The Justice argued, the Majority opinion obscured what must be decided in the case.
“The question we must address is whether the Constitution allows the use of such force to apprehend a suspect who resists arrest by attempting to flee the scene of a nighttime burglary of a residence.”
And the Court emphasized that “In striking this balance here, it is crucial to acknowledge that police use of deadly force to apprehend a fleeing criminal suspect falls within the “rubric of police conduct . . . necessarily [involving] swift action predicated upon the on-the-spot observations of the officer on the beat.” The clarity of hindsight cannot provide the standard for judging the reasonableness of police decisions made in uncertain and often dangerous circumstances.

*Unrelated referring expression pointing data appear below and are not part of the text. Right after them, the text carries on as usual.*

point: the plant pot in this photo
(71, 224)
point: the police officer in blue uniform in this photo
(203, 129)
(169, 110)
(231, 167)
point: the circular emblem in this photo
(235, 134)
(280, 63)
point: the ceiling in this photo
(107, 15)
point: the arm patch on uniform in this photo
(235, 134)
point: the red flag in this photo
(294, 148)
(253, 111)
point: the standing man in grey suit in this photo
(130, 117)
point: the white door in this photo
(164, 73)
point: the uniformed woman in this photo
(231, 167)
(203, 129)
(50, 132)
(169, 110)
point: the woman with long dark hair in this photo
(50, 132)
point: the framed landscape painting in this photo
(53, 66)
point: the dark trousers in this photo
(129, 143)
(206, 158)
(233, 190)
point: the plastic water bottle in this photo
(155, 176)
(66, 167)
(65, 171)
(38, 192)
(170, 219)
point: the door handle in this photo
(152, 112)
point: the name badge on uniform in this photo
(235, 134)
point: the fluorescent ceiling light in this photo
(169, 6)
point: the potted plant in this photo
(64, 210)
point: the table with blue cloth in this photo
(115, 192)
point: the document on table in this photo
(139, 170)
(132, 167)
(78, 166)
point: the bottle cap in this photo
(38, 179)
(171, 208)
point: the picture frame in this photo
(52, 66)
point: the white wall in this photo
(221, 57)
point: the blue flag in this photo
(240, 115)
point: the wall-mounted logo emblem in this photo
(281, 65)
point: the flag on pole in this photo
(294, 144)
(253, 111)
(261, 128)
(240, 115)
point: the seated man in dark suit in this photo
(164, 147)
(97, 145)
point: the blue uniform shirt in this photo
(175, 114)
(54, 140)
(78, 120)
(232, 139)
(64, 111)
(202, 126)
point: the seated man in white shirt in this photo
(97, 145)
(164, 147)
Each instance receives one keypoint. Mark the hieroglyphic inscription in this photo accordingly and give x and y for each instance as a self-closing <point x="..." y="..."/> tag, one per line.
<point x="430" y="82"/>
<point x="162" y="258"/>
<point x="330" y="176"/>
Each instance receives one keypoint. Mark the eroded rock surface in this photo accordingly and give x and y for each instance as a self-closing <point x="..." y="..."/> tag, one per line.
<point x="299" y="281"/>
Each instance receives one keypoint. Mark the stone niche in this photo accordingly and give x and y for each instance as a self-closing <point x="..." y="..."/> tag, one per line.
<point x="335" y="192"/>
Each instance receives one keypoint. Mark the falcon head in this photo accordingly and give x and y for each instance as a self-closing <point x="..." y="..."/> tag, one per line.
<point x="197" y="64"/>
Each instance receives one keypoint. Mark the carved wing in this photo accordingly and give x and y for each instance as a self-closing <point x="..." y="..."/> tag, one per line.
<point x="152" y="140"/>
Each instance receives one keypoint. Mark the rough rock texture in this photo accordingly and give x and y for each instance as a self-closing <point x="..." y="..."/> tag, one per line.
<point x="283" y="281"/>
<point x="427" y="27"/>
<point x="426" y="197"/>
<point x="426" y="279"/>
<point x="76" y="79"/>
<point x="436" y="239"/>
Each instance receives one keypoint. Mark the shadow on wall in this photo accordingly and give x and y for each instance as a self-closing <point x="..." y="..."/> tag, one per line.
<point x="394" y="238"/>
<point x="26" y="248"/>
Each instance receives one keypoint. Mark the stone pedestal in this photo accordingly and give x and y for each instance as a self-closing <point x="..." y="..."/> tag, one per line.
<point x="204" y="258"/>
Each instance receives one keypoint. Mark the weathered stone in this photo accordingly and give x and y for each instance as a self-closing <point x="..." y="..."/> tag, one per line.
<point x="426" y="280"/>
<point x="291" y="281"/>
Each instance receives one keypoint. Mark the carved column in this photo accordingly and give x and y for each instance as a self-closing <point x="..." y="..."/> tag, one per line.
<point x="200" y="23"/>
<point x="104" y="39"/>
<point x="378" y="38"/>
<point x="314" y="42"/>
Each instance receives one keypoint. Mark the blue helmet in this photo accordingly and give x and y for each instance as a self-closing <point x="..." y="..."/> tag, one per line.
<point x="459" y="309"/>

And Justice O’Connor rejected the Majoirty’s attempt to minimize the nature of the crime. “Household burglaries not only represent the illegal entry into a person’s home, but also “pos[e] real risk of serious harm to others.” Victims of a forcible intrusion into their home by a nighttime prowler will find little consolation in the majority’s confident assertion that “burglaries only rarely involve physical violence.”
And what of the fact that a young man lost is life?
Justice O’Connor refuses to minimize the fact that a criminal makes choices with consequences.
“The majority declares that “[t]he suspect’s fundamental interest in his own life need not be elaborated upon.” This blithe assertion hardly provides an adequate substitute for the majority’s failure to acknowledge the distinctive manner in which the suspect’s interest in his life is even exposed to risk. The officer’s use of force resulted because the suspected burglar refused to heed this command and the officer reasonably believed that there was no means short of firing his weapon to apprehend the suspect. Without questioning the importance of a person’s interest in his life, The legitimate interests of the suspect in these circumstances are adequately accommodated by the Tennessee statute: to avoid the use of deadly force and the consequent risk to his life, the suspect need merely obey the valid order to halt.”